Andolsun, soluya soluya koşanlara ..
And olsun nefes nefese koşanlara,
Yemin olsun soluyuşlarıyla ses çıkararak koşanlara/nefes nefese saldıranlara,
yügriciler ḥaķķı-çun ya'nį ġāzılar atları at nefesi üni gelmek segirdürken
Yügürici atlar ḥaḳḳı‐çun ġazālıḳda ki nefesleri āvāzı çıḳar çapġanda.

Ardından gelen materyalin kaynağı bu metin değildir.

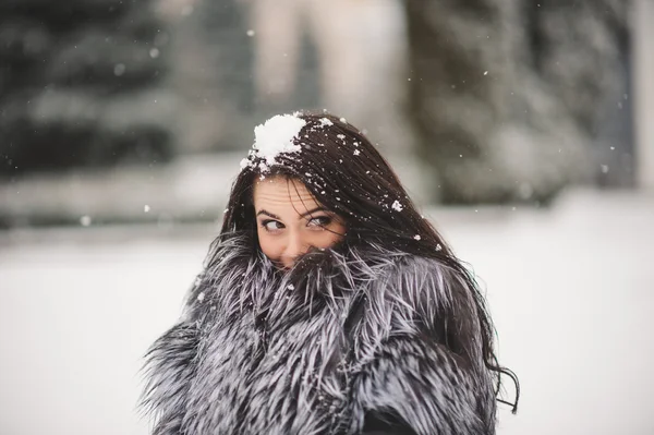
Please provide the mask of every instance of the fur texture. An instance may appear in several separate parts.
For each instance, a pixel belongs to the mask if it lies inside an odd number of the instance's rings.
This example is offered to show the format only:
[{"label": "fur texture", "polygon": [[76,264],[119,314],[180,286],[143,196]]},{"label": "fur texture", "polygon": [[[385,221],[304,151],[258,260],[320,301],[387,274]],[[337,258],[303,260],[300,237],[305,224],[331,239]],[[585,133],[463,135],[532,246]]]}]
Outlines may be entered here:
[{"label": "fur texture", "polygon": [[286,274],[250,252],[237,237],[217,244],[148,352],[154,435],[355,435],[371,419],[408,434],[495,433],[457,273],[374,245],[311,253]]}]

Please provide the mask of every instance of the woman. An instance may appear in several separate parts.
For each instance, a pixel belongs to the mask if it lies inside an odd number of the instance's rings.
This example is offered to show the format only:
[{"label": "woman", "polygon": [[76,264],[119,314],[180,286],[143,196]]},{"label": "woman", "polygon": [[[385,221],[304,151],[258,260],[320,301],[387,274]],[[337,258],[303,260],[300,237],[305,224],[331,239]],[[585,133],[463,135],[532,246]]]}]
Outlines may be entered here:
[{"label": "woman", "polygon": [[255,136],[148,353],[154,434],[494,434],[483,298],[377,149],[328,114]]}]

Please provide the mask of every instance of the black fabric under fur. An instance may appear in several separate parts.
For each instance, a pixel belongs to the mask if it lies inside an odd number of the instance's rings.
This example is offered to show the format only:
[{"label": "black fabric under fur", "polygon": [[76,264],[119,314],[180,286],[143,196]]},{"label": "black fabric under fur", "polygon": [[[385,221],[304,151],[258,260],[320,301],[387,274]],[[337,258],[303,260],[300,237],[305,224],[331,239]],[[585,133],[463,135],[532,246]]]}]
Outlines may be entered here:
[{"label": "black fabric under fur", "polygon": [[218,243],[148,352],[154,435],[355,435],[371,419],[416,435],[495,433],[459,273],[374,245],[281,273],[251,251],[238,237]]}]

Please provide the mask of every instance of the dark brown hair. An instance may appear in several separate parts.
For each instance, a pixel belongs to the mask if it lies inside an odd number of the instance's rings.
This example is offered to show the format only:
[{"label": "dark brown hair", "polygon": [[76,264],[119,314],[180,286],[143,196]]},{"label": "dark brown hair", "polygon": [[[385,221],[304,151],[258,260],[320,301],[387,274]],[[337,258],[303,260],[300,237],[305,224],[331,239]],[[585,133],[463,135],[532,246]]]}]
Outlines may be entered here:
[{"label": "dark brown hair", "polygon": [[[497,375],[512,372],[500,367],[494,352],[494,327],[479,285],[434,226],[416,209],[399,178],[365,135],[344,119],[328,113],[298,113],[306,122],[294,137],[298,153],[282,153],[276,165],[262,172],[262,159],[250,155],[249,165],[232,186],[222,222],[221,238],[239,233],[258,252],[253,204],[255,178],[282,176],[299,180],[316,202],[344,219],[344,243],[376,243],[389,250],[436,258],[460,274],[473,293],[482,331],[482,352],[488,370]],[[502,401],[502,400],[500,400]],[[504,402],[504,401],[502,401]],[[518,399],[513,404],[517,409]]]}]

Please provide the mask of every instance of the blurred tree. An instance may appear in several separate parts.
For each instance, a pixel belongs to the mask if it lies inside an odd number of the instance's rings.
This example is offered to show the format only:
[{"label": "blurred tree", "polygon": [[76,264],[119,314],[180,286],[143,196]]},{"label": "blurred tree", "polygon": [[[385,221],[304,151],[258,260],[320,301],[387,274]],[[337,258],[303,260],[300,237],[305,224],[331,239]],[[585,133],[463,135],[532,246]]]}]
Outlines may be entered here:
[{"label": "blurred tree", "polygon": [[[448,203],[547,201],[595,170],[623,0],[408,0],[410,116]],[[604,118],[603,118],[604,117]]]},{"label": "blurred tree", "polygon": [[0,176],[171,157],[149,0],[0,0]]}]

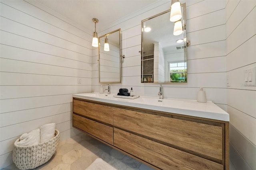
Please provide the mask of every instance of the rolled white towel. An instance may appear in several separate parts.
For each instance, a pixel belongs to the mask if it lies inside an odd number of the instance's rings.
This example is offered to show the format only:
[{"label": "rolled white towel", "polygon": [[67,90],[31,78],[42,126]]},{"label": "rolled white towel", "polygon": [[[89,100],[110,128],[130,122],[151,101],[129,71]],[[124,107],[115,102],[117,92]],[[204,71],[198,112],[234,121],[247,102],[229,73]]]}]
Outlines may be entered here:
[{"label": "rolled white towel", "polygon": [[47,141],[55,136],[55,123],[46,124],[43,125],[40,127],[41,136],[41,141],[40,143],[42,143]]},{"label": "rolled white towel", "polygon": [[17,145],[23,146],[38,145],[40,143],[40,129],[38,128],[29,133],[22,134],[20,137],[20,141],[17,143]]}]

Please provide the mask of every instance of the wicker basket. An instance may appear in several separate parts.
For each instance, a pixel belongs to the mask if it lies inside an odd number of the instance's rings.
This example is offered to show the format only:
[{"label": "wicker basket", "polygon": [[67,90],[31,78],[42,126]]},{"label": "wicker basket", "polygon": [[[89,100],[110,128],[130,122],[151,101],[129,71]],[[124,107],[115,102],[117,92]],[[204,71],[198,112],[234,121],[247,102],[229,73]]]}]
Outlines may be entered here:
[{"label": "wicker basket", "polygon": [[60,142],[60,132],[55,129],[55,136],[45,142],[28,147],[19,146],[17,139],[14,144],[12,160],[20,170],[34,169],[51,158]]}]

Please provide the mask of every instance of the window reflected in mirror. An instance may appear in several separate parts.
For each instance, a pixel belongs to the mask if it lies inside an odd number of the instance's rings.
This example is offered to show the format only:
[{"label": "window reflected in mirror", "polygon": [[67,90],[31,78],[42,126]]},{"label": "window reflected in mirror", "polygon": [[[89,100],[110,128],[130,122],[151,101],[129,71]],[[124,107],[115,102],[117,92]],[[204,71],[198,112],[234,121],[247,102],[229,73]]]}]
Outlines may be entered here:
[{"label": "window reflected in mirror", "polygon": [[141,82],[187,82],[185,3],[181,9],[176,22],[170,9],[142,21]]}]

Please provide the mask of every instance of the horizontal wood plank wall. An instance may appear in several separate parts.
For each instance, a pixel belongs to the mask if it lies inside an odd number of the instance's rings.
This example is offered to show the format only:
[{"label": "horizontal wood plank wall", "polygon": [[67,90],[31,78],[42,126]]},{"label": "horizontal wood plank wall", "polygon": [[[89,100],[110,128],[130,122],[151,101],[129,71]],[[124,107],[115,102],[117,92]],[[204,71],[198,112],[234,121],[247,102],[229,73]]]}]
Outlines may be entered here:
[{"label": "horizontal wood plank wall", "polygon": [[91,91],[90,33],[30,3],[36,2],[0,2],[0,169],[13,163],[24,133],[50,123],[61,140],[80,133],[72,94]]},{"label": "horizontal wood plank wall", "polygon": [[244,70],[256,66],[256,1],[228,1],[225,18],[230,159],[236,169],[254,170],[256,87],[243,84]]},{"label": "horizontal wood plank wall", "polygon": [[[159,1],[142,9],[130,18],[117,21],[99,32],[103,35],[121,28],[122,59],[122,83],[111,84],[111,92],[120,88],[130,89],[134,95],[157,96],[160,83],[141,83],[141,21],[170,9],[170,1]],[[199,87],[204,87],[208,100],[224,108],[226,104],[226,84],[225,1],[181,0],[186,3],[188,47],[188,82],[164,84],[164,97],[195,99]],[[200,9],[200,10],[198,10]],[[98,92],[97,54],[93,51],[93,91]],[[206,81],[207,80],[207,81]]]}]

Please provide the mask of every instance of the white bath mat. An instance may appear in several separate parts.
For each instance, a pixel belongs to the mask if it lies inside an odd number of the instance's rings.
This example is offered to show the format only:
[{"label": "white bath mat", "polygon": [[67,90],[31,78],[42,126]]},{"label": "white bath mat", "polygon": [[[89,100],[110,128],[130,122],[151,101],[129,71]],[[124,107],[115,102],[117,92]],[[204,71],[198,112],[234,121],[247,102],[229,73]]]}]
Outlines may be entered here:
[{"label": "white bath mat", "polygon": [[97,158],[85,170],[117,170],[101,158]]}]

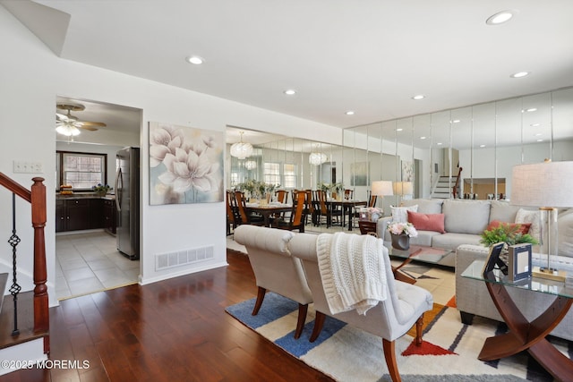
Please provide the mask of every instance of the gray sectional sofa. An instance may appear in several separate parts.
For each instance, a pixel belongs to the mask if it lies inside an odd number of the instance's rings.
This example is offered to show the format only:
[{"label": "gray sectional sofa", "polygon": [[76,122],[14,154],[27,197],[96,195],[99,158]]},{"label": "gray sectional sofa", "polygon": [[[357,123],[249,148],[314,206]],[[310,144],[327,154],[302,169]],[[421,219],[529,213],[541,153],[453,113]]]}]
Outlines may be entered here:
[{"label": "gray sectional sofa", "polygon": [[[440,265],[454,267],[456,265],[456,249],[462,244],[480,245],[481,234],[493,220],[515,222],[519,210],[500,200],[466,200],[466,199],[412,199],[404,200],[402,208],[414,208],[415,212],[423,214],[444,214],[446,233],[418,230],[418,236],[410,239],[411,244],[426,245],[450,250],[451,253],[440,261]],[[390,234],[386,229],[392,216],[378,220],[378,237],[384,238],[384,245],[390,249]]]}]

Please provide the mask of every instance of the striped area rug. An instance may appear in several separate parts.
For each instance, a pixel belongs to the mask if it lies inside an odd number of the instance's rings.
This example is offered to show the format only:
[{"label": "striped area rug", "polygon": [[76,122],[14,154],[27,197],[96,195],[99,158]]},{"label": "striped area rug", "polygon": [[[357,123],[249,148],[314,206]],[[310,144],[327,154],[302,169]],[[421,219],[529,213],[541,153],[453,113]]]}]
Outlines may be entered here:
[{"label": "striped area rug", "polygon": [[[254,301],[229,306],[226,310],[289,354],[336,380],[390,380],[380,337],[327,317],[322,333],[311,344],[308,338],[314,323],[311,305],[303,335],[295,340],[296,302],[268,293],[259,314],[252,316]],[[526,352],[491,362],[477,359],[485,338],[506,330],[503,324],[475,317],[473,325],[463,325],[458,310],[439,304],[434,304],[424,318],[421,347],[414,345],[410,334],[396,342],[398,369],[405,382],[552,381]],[[562,340],[552,342],[563,353],[573,357],[573,345]]]}]

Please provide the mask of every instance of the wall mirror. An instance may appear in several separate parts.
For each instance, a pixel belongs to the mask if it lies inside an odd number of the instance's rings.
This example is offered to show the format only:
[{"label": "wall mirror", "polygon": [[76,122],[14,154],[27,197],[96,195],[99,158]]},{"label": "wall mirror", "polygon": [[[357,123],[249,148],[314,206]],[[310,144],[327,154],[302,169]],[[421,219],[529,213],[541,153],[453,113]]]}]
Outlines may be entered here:
[{"label": "wall mirror", "polygon": [[227,146],[239,130],[253,154],[227,155],[227,188],[342,183],[367,199],[373,181],[391,181],[394,194],[378,201],[388,215],[404,199],[437,198],[444,180],[451,192],[458,174],[457,198],[510,199],[513,166],[573,160],[573,88],[347,128],[340,145],[229,126]]}]

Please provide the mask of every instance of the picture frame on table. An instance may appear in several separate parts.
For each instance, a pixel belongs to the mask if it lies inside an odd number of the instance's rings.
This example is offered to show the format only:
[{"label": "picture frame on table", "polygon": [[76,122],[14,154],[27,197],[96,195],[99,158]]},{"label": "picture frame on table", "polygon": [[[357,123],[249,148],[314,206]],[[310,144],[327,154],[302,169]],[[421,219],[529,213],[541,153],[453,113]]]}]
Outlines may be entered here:
[{"label": "picture frame on table", "polygon": [[508,278],[509,281],[520,281],[531,277],[532,245],[528,242],[509,246]]},{"label": "picture frame on table", "polygon": [[487,255],[485,265],[483,266],[483,270],[482,271],[484,277],[487,278],[487,275],[492,272],[493,269],[496,268],[496,267],[504,275],[508,274],[508,265],[500,258],[504,246],[505,242],[496,242],[495,244],[492,244],[492,246],[490,246],[490,252]]}]

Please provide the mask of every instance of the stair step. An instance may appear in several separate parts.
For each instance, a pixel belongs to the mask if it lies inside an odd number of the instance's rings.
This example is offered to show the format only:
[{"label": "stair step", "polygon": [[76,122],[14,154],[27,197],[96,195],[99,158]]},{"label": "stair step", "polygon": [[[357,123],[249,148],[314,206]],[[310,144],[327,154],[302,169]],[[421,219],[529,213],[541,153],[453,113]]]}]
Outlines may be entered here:
[{"label": "stair step", "polygon": [[6,284],[8,284],[8,274],[0,273],[0,293],[2,293],[2,299],[0,299],[0,311],[2,311],[2,302],[4,301],[4,293],[6,291]]},{"label": "stair step", "polygon": [[14,305],[12,294],[4,296],[4,303],[0,311],[0,349],[49,335],[47,330],[34,332],[34,293],[18,293],[18,329],[20,334],[12,335],[14,328]]}]

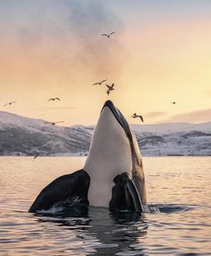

And olsun (cihad zamanı) tövşüyə-tövşüyə qaçan atlara;
By the snorting coursers,
By the (Steeds)(6241) that run, with panting (breath),*
6241 The substantive proposition is in verses 6-8 below, and the metaphors and symbols enforcing the lesson are in verses 1-5 here. These symbols have at least three layers of mystic meaning: (1) Look at the chargers (mares or swift camels) panting for war on behalf of their masters. Off they go, striking fire with their hoofs by night at the behest of their riders; they push home the charge in the morning, chivalrously giving the enemy the benefit of daylight; and regardless of flashing steel or the weapons of their enemies they boldly penetrate into the midst of their foe, risking their lives for the Cause. Does unregenerate man show that fidelity to his Lord Allah? On the contrary he is ungrateful to Allah; he shows that by his deeds; he is violently in love with wealth and gain and things that perish. (2) By the figure of metonymy the brave fidelity of the war horse may stand for that of the brave and true men who rally to the standard of Allah and carry it to victory, contrasted with the poltroonery and pettiness of unregenerate man. (3) The whole conflict, fighting, and victory, may be applied to spiritual warfare against those who are caught and overwhelmed by the camp of Evil.